Before influence from the British and American governments, cannabis was widely used within Central Asia medicinally, as a staple, for textile, and for psychotropic effects. It was revered, as stated within the Atharvaveda, as one of five sacred plants  and it was believed that a guardian angel exists within it
A 1983 report by the Pakistan Narcotics Control Board states that drug usage was largely stable in the 1950s-1970s with opium and cannabis being common, but there was an upsurge in cannabis usage by middle class youths in the late 1960s and early 1970s due to the influence of Western pop culture. However, by the 1980s the habit fell from fashion in the middle class.

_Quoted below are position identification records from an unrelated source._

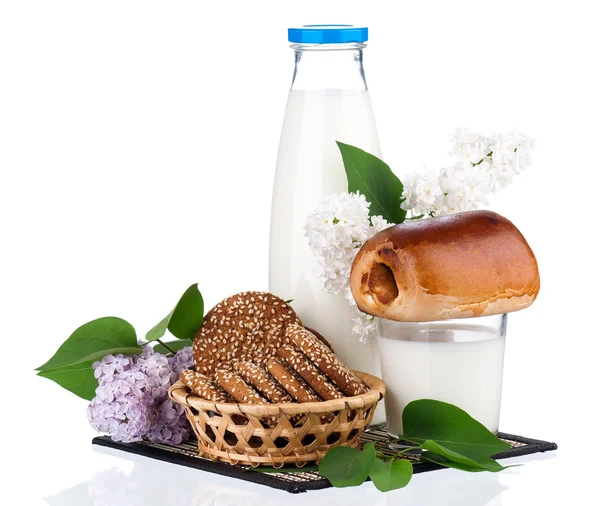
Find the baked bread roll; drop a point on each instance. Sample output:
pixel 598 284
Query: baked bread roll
pixel 474 263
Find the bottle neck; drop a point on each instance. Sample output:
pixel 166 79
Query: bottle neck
pixel 329 66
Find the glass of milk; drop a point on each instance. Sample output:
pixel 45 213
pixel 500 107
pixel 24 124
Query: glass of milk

Under the Control of Narcotics Substance Act of 1997, it is illegal to produce, manufacture, extract, prepare, possess, offer for sale, sell, purchase or distribute cannabis in Pakistan. Although after acquiring a permit from provincial or federal government its cultivation is allowed for medical, scientific or industrial purposes. If found in violation of the above, it is punishable with imprisonment which may extend to seven years, with a fine, or with both.
Enforcement of laws against hard drugs is prioritized in Pakistan, while the personal use of cannabis is often overlooked. This is particularly true in various tribal regions of Pakistan, where cannabis is sometimes sold in public markets.